The Professional Footballers’ Association chief executive, Gordon Taylor, has sparked anger and risked offending the families of those who died at Hillsborough by comparing their plight to that of the convicted rapist Ched Evans.
Taylor, who has backed the right of Evans to return to football after the striker was released on licence after serving half of a five-year sentence, was attempting to make a point about miscarriages of justice when he made the crass comparison.
“He wouldn’t be the first person or persons to be found guilty and maintain their innocence and then been proven right,” he told the BBC. “If we’re talking about things in football we know what happened, what was alleged to have happened, at Hillsborough and it’s now unravelling and we’re finding it was very different to how it was portrayed at the time, indeed by the police at the time.”
By mentioning the disaster that killed 96 people attending the Liverpool v Nottingham Forest FA Cup semi-final in April 1989 in the same context as Evans’ protestations of innocence and the referral of his case to the Criminal Cases Review Commission, Taylor provoked a furious response on Twitter, with calls for him to quit.

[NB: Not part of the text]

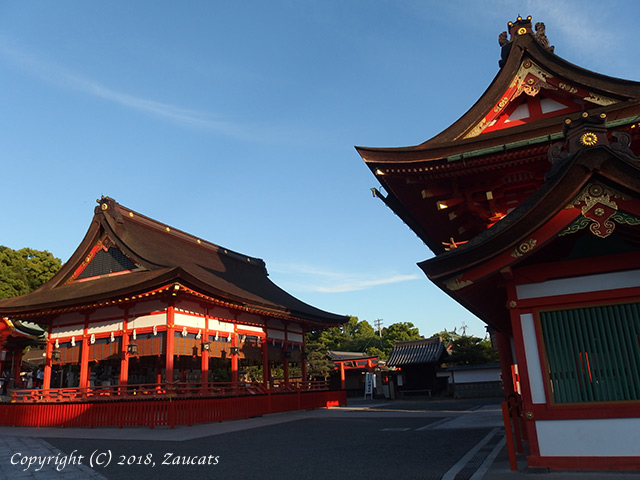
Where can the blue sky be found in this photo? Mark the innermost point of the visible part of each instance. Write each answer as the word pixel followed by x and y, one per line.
pixel 236 122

After the report of the Hillsborough Independent Panel into the disaster, the high court ordered a new inquest. That inquest is ongoing in Warrington before the coroner Lord Justice Goldring, with families of those who were killed attending to sit through the evidence.

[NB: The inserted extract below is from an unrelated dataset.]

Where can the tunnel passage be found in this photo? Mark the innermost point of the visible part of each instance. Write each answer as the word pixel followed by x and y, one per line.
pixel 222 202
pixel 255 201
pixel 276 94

Taylor said that Evans had been left in a “very difficult situation” following Oldham Athletic’s decision not to sign the former Sheffield United striker.
Evans has maintained his innocence since being found guilty of rape in April 2012 following a night out in Rhyl but expressed an element of contrition for the first time in a statement released on Thursday as it emerged Oldham Athletic would not be signing him.
“He’s been put through a wringer and the moment you show sympathy for Ched, everybody will say: ‘What about the other parties concerned?’ And that’s why I’m making the point that nobody is forgetting them,” said Taylor. “He’s looking to keep himself fit at the moment. This Oldham situation’s not made things any better for him, so it may well take some time now.
“But he is a human being, he is one of our members, and we are a civilised society and the rule of law is about having done your time, and he’s been asked to show some remorse which, he’s always been in the hands of lawyers when it’s very delicate on the things he’s said, and every word has to be checked, because of the situation he’s in.”
Taylor has been chief executive of the PFA since 1981 and has been the forthright public face of the organisation for most of that time. He has consistently argued that Evans deserves the right to return to football.